Intel Capital, which is set to surpass out a half-billion dollars of investment through the end of the year, said that Tuesday's announcements brought its total investments in Israel to $300 million.

Investment graph (photo credit: INGIMAGE / ASAP)
Investment graph
(photo credit: INGIMAGE / ASAP)
SAN DIEGO – Intel Capital on Tuesday announced 11 new portfolio companies, including two Israeli companies, at the chipmaker’s venture capital fund’s global summit.
The first, Ramat Gan-based SCKipio, was among 10 companies that received $22 million of investment. The company builds for G.Fast modems, which allows telecommunication companies to send huge amounts of data over existing infrastructure.
“At SCKipio we are counting on having billions of devices out there, because what we do is connect those devices to the cloud, to the network,” said SCKipio CEO David Baum.
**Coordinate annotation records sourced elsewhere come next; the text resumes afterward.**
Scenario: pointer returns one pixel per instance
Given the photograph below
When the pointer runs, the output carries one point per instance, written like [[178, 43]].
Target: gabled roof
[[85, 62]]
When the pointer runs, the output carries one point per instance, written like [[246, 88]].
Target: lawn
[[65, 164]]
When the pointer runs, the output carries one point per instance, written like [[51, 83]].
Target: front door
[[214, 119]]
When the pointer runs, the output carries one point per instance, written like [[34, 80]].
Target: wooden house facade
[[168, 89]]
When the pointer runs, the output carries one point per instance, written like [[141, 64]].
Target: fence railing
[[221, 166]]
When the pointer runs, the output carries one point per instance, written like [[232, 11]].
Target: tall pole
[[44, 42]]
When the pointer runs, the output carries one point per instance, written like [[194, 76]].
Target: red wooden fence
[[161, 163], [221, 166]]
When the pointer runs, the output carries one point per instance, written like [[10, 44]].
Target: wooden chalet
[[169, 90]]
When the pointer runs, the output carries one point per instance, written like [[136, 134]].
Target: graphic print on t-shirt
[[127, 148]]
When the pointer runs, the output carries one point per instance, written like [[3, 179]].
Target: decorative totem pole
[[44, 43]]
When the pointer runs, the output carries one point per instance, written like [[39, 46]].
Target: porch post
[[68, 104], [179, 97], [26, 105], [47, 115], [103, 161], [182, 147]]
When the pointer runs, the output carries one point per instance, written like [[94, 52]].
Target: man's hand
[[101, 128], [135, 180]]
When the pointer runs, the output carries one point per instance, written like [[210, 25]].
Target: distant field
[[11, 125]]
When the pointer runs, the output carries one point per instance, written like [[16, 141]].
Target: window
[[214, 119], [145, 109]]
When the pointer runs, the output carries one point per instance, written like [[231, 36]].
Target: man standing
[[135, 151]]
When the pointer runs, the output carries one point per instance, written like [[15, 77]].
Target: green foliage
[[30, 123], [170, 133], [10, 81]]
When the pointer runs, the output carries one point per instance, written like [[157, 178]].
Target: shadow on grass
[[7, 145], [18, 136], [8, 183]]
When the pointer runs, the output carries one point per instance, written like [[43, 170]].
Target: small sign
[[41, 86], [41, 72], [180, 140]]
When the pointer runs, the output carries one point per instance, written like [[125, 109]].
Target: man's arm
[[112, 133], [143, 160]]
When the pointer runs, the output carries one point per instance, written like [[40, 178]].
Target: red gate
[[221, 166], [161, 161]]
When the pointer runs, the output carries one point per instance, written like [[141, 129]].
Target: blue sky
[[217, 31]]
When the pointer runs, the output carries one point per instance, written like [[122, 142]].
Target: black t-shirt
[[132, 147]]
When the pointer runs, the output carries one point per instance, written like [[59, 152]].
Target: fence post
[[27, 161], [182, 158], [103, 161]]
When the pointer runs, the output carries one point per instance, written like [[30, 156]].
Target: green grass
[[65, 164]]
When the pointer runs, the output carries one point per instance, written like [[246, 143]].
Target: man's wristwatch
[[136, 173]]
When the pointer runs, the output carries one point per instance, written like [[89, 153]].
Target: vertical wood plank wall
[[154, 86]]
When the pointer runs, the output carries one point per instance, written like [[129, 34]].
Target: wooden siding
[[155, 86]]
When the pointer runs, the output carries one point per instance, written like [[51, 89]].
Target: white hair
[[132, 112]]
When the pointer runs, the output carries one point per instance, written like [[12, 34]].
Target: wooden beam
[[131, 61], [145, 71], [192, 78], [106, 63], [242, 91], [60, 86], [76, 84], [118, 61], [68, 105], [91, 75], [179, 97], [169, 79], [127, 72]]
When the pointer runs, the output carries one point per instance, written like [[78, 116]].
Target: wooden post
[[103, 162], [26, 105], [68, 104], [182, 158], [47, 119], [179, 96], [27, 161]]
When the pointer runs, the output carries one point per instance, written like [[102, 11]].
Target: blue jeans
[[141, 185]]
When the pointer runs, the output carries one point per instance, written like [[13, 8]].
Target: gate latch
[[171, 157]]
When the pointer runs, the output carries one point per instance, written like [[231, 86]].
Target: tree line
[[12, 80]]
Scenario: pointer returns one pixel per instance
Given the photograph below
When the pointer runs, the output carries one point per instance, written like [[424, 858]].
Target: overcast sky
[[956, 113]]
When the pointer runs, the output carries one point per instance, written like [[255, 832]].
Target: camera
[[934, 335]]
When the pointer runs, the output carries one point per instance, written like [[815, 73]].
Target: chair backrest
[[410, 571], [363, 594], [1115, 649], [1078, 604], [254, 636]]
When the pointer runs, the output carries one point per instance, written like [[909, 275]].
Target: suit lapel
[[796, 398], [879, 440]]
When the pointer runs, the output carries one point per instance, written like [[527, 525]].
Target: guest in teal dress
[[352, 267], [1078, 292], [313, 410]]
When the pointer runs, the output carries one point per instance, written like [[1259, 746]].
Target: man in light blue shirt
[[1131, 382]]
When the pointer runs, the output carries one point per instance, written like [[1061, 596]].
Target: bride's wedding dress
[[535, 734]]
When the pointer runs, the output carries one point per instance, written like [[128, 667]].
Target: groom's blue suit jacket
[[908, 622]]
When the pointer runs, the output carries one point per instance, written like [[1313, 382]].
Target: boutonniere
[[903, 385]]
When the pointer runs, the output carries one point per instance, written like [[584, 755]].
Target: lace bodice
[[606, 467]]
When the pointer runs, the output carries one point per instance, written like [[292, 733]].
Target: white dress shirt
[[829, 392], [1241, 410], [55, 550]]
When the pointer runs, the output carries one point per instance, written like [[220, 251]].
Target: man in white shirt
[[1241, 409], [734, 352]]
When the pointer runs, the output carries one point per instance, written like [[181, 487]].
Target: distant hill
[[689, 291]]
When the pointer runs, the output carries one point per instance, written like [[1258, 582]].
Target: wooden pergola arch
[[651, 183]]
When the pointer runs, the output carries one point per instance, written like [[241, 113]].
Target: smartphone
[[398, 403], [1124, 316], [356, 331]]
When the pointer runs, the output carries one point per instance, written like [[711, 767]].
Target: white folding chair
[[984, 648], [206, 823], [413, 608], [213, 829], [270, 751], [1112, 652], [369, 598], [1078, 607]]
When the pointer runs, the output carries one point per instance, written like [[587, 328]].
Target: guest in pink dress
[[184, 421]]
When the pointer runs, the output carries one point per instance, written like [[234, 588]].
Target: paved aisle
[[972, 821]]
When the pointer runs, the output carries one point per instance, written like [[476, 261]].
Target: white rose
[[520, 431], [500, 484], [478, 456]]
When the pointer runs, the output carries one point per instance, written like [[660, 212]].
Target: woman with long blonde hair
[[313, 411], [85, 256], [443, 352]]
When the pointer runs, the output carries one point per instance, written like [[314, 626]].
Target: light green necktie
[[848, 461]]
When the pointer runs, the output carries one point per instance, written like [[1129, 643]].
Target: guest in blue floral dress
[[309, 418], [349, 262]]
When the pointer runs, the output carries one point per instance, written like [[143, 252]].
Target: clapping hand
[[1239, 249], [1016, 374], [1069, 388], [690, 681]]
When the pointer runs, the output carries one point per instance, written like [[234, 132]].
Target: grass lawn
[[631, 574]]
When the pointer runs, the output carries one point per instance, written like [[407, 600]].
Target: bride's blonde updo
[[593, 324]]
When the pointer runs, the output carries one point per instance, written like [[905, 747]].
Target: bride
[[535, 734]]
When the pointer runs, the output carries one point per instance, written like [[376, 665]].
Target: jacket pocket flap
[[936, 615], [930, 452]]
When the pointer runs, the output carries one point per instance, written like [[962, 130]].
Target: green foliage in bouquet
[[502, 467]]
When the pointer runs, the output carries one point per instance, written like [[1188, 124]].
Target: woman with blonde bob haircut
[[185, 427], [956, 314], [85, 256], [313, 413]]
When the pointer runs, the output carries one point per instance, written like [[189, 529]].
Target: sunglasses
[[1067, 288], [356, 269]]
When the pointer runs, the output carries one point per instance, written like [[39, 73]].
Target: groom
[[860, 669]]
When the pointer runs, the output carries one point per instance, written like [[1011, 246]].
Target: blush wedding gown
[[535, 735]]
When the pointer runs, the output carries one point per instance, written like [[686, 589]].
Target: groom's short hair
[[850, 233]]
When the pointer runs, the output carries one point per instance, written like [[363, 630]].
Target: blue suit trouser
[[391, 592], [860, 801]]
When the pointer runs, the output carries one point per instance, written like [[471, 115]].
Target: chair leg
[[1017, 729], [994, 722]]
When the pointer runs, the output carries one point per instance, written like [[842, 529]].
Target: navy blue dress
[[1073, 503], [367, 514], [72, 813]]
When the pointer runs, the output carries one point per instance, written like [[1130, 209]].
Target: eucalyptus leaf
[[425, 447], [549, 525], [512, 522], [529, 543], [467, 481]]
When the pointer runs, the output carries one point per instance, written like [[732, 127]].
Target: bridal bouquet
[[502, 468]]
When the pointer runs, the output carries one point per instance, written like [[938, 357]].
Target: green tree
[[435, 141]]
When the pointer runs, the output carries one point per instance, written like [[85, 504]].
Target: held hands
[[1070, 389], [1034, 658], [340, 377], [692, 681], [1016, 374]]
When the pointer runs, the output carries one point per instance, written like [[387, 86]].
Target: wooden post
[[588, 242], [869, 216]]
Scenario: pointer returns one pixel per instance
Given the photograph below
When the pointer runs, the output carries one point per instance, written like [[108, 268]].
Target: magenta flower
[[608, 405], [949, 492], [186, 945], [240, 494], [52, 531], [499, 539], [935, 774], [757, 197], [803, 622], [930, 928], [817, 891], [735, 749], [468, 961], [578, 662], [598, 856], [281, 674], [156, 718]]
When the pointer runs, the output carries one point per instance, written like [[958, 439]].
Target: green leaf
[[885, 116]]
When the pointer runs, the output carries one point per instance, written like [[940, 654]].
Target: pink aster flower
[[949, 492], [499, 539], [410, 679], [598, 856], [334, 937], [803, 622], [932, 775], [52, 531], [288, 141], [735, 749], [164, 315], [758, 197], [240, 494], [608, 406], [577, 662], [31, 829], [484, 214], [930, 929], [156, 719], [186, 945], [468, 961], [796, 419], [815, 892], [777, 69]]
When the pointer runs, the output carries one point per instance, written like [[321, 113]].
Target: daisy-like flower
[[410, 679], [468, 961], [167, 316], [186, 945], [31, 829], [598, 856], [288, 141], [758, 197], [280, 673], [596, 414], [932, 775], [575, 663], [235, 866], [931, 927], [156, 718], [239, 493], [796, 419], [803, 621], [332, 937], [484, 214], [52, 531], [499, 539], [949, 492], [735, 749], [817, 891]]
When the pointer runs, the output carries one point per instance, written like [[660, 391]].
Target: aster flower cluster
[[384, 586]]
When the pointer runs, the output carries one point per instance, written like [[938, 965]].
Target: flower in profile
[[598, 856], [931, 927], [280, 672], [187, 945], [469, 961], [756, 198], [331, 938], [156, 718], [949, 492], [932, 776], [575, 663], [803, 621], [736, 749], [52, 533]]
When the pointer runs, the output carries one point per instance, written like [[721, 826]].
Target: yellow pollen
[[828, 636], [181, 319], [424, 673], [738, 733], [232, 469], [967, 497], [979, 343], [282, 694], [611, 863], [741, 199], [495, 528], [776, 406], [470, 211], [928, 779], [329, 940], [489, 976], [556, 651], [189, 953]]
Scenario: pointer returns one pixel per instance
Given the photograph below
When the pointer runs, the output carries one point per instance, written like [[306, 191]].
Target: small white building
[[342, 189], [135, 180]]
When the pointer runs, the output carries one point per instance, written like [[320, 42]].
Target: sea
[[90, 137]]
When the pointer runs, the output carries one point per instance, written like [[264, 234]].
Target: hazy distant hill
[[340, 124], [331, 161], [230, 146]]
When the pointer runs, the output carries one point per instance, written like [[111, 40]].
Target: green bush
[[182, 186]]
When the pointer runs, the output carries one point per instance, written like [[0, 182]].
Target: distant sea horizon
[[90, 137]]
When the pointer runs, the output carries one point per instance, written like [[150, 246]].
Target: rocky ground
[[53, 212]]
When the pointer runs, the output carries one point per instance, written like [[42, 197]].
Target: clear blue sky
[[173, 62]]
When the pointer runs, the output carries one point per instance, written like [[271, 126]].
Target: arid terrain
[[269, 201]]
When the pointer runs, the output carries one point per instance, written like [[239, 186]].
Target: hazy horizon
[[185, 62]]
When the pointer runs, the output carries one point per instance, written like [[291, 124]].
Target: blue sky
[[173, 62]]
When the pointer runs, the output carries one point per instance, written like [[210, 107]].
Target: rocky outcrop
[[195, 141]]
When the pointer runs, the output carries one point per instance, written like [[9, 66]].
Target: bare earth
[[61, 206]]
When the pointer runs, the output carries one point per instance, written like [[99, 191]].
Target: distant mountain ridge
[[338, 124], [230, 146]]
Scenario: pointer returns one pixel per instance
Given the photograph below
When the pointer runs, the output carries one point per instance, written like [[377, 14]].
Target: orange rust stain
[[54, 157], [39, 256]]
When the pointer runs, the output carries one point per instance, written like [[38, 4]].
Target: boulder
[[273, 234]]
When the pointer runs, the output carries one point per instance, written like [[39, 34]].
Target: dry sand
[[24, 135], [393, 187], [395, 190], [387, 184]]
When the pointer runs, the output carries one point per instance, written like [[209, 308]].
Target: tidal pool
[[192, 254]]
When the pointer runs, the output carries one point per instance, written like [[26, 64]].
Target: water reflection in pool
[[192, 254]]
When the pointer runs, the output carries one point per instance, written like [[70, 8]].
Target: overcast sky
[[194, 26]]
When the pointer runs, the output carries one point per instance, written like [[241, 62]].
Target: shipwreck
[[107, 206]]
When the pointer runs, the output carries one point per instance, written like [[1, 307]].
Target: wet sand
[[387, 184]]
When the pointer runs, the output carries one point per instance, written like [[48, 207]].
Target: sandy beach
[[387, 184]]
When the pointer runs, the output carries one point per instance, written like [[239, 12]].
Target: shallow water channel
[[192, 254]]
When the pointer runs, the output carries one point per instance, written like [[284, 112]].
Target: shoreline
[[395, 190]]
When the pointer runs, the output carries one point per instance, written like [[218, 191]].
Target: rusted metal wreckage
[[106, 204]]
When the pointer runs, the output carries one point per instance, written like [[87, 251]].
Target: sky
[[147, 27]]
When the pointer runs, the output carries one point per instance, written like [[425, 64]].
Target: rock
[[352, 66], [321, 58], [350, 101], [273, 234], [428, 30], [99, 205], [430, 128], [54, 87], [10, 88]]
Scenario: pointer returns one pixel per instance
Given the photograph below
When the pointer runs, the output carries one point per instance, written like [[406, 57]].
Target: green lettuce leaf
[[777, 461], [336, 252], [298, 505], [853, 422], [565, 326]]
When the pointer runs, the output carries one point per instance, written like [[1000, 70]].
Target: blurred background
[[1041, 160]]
Those devices are increasingly focused on sending and receiving huge media files.
“We hope to solve this bottleneck in the future.”
The second company, Tel Aviv-based Parallel Machines, gave Intel Capital warrants that allow it to invest in the company at a later date. Parallel machines focuses advancing predictive analytics and machine learning.
“It’s a transformative technology,” said Parallel Machines CTO Balint Fleischer.
The platform, he said, would help data scientists be more productive and help make a variety of technologies more precise.
Intel Capital, which is set to surpass half-a-billion dollars of investment through the end of the year, said that Tuesday’s announcements brought its total investments in Israel to $300m. in 75 companies, plus 11 acquisitions in the past decade.
“Israel is an incredible country, there’s so much technology that comes out of that country, it’s impressive,” said Marcos Battisti, Intel Capital’s managing director of Western Europe and Israel.
Aside from financial returns, Battisti says the company picks investments that further the ecosystem Intel operates in.
Intel Capital’s other investments included Prieto Battery, which is developing 3D batteries that could come in a variety of shapes; LISNR, which lets devices communicate using audio at level that humans cannot hear; and FreedomPop, which is creating a free alternative to traditional telecoms.
According to Battisti, Israel’s ecosystem is one of the best.
“If we compare Israel to any country in Western Europe, Israel is ahead,” he said.